After five shocks, Ambulance & Chair executive director Larry Pollock called the agency’s medical director for further instruction.
“He gave us the authorization to do double sequential defibrillation, which is kind of an unheard of thing in EMS,” said Ambulance & Chair assistant director Rob Cannon. “It doesn’t happen too often. A couple of us have done it before, so we tried that.”
Cannon explained that they hooked up Pitzarella to two cardiac monitors, charged them both fully and shocked him.
“We took him off the ground about six inches,” Catto said. “We got a pulse back.”
Meanwhile, at Canton’s fire station, Chief Dave Gump had been listening to the call over the scanner. He had no idea that the patient was one of his own men.
“I was thinking, ‘CPR in progress – this sounds like a bad one,'” Gump said. “And then my phone rings, and they said, ‘That’s Pitzarella.'”
Pitzarella’s wife, Sandy, had spoken with her husband just moments before she got a phone call saying he was in trouble. When she arrived, she watched as he was being placed in the ambulance.
“They just said, ‘Yeah, he died twice on us,'” Sandy recalled. “I was all shook up. I didn’t think he was going to pull out of it at all, just from what they told me.”
Pitzarella was taken to Washington Hospital and transferred by helicopter to UPMC Presbyterian Hospital in Pittsburgh. During the drive to the hospital, Pitzarella began moving his arms and legs.
“I knew he was going to be OK when he was blinking his eyes and moving his arms,” Catto said. “He actually shook my hand before I put him in the helicopter. It was almost like a thank-you. It put a lot of things in perspective.”
This wasn’t his first heart attack, Pitzarella explained. He had one in 2010, and in 2009, he suffered 11 mini strokes. This time, doctors kept him sedated for four days, Sandy said.

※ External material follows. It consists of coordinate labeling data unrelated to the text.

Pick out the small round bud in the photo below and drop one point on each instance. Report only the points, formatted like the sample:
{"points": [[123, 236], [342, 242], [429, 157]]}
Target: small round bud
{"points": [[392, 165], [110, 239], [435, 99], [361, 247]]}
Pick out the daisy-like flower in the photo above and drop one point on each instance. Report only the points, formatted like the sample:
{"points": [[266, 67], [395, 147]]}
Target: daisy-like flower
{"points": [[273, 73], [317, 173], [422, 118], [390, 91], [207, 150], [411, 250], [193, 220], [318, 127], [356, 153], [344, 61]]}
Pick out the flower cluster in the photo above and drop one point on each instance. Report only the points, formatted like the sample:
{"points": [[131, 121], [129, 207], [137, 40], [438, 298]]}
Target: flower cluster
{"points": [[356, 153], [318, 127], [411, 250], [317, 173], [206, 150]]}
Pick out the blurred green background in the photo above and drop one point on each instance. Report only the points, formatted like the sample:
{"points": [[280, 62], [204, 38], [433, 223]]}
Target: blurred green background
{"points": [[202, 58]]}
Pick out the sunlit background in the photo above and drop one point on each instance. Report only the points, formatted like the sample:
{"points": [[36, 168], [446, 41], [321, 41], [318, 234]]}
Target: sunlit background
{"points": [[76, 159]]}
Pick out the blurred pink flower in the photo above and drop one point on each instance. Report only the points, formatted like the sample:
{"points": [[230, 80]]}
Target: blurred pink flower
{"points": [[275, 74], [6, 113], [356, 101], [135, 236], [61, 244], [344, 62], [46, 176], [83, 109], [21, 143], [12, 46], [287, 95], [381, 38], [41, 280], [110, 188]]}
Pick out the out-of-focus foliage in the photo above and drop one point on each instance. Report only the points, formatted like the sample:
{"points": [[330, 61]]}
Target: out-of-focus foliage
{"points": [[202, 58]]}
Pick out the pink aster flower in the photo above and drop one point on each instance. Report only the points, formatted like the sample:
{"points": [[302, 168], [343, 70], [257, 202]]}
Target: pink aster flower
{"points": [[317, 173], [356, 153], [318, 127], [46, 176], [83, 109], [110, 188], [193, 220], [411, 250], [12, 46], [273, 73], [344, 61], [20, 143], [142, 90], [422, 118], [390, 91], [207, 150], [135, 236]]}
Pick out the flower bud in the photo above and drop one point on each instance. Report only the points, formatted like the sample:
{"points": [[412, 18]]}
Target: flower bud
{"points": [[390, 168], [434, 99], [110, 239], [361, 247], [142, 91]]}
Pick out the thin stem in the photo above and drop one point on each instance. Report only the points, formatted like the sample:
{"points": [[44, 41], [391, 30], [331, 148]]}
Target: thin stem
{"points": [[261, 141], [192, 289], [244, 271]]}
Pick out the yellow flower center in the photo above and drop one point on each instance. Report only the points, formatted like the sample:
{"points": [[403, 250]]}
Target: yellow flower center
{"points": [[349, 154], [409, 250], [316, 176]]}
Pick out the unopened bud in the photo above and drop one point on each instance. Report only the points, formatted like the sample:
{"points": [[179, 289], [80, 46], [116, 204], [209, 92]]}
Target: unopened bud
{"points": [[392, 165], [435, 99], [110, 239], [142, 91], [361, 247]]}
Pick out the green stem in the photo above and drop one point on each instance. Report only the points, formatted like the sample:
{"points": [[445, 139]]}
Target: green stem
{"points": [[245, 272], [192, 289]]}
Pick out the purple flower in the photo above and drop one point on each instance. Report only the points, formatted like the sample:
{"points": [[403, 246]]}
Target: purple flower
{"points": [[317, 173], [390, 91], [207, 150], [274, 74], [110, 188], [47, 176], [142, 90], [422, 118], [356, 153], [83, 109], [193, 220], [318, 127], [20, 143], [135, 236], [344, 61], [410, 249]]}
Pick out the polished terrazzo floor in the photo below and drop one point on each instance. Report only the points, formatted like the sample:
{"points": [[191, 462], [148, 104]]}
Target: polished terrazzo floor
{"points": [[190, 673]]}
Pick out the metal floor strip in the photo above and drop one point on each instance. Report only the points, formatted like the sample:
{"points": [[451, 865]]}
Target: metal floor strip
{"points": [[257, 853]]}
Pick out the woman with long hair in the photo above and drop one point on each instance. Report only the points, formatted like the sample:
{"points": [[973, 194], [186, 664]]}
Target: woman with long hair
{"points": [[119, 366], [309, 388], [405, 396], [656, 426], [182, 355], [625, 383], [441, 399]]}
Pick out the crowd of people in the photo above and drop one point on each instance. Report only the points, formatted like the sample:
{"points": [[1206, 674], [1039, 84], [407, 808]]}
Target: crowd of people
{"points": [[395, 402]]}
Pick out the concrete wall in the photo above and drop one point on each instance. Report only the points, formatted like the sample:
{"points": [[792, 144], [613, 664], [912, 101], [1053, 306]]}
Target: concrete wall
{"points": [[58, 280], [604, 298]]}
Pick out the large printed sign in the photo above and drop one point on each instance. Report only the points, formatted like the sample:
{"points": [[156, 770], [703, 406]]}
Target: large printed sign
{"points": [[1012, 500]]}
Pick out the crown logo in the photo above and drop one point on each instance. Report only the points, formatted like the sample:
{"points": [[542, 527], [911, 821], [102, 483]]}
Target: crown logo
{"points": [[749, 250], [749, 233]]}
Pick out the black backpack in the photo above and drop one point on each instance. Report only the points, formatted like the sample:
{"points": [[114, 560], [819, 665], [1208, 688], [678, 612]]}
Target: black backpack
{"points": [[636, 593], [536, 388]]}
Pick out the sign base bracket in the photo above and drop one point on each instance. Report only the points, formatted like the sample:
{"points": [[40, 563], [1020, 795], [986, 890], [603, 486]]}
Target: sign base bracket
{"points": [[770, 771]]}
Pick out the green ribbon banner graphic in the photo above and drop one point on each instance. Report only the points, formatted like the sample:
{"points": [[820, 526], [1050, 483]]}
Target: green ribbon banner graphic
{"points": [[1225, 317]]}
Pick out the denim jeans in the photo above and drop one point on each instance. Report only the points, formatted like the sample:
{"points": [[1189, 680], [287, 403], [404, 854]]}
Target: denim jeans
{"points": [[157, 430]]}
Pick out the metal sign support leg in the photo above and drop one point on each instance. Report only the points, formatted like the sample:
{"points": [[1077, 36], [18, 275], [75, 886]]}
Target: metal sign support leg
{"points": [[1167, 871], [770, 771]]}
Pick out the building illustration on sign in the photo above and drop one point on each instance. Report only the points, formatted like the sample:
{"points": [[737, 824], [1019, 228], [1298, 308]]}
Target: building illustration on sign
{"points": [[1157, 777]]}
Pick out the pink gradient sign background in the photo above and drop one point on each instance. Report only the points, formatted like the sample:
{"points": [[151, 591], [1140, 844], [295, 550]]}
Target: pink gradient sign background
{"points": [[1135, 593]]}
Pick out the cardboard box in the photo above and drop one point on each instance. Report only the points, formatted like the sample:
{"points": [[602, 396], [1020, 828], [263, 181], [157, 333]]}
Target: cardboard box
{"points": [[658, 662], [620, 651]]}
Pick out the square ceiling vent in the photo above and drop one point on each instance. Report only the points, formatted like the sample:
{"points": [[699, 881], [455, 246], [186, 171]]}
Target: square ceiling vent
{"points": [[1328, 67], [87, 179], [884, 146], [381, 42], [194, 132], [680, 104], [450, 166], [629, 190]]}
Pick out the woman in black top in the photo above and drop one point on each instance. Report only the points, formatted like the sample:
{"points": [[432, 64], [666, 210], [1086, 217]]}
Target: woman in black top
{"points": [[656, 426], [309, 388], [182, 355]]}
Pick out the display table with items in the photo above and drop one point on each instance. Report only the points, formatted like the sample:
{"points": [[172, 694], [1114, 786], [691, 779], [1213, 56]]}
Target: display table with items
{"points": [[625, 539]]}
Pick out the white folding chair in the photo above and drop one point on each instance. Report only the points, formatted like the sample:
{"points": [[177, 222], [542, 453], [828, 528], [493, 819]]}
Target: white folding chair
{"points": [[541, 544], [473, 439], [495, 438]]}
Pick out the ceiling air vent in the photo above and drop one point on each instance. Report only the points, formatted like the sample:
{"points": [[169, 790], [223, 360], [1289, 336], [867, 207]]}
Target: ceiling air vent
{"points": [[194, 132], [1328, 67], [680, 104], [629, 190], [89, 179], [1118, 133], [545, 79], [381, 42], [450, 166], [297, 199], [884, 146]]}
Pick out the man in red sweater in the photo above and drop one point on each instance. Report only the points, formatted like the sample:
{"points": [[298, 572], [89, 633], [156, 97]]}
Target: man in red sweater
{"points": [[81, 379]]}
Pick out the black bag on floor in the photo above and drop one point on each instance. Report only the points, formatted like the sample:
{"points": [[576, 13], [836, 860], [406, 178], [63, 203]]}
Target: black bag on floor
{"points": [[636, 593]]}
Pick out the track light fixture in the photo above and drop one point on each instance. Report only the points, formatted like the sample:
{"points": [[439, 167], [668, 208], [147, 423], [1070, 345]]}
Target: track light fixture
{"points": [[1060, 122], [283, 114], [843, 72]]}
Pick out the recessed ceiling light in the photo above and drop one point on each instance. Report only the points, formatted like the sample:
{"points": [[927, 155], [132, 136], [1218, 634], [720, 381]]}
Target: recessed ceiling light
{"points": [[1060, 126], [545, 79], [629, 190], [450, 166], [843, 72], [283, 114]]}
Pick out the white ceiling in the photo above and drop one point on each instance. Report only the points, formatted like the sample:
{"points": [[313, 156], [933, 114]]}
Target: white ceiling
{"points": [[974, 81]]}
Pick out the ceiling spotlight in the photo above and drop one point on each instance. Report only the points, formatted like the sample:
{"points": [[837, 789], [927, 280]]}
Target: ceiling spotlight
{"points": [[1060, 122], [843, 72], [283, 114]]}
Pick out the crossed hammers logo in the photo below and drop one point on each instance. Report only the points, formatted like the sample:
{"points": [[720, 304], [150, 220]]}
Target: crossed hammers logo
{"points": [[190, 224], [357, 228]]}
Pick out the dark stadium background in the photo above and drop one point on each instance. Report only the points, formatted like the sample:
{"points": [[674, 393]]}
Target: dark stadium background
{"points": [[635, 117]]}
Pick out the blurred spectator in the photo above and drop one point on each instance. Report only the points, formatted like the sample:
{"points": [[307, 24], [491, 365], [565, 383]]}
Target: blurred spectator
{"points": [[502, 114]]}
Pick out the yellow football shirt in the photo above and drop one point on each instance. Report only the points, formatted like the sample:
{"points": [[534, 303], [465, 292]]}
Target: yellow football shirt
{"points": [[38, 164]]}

When Pitzarella woke up in his hospital room, he couldn’t remember how he got there. He didn’t even remember being married, Sandy said. When she told him what happened, he first asked about his car.
“I thank God I didn’t wreck my car or hit anybody else,” Pitzarella said. “Somebody was with me that day, that’s for sure.”
Catto said that as a part-time medic with Ambulance & Chair, he doesn’t always receive a followup on how a patient is doing once care is transferred to the hospital. They did get feedback on Pitzarella, he said, due to the amount of effort, communication and interventions that went into saving his life, Catto said.
“We were doing interventions that have only been done a handful of times across the country,” he said, referring to the double sequential defibrillation. “This was a true success, and it was a team effort.”
Catto said the early CPR performed by bystanders, Johnson and DeAngelo, played a huge role in that success.
“Early CPR saved that man’s life that day,” he said.
Johnson also learned of Richard’s survival a few days later.
“He’s a very lucky man,” she said. “He has quite a guardian angel over top of him.”
DeAngelo was happy to learn a couple weeks later that the man who appeared to have died near his parking lot was actually sitting up in the hospital bed and improving.
“I was in the right place at the right time,” he said. “I was very humbled by the whole experience. It’s important for people to know how to help in that type of situation and to get some minimal training. I think that everyone in our community needs to be responsible to step forward when someone needs help.”
Pitzarella spent about two weeks in the hospital and had a defibrillator and pacemaker put in his chest.
Last Saturday, he had the opportunity of a lifetime: to thank everyone who helped save his life.
“I thank God for everything, especially for these guys,” he said. “They did a wonderful job.”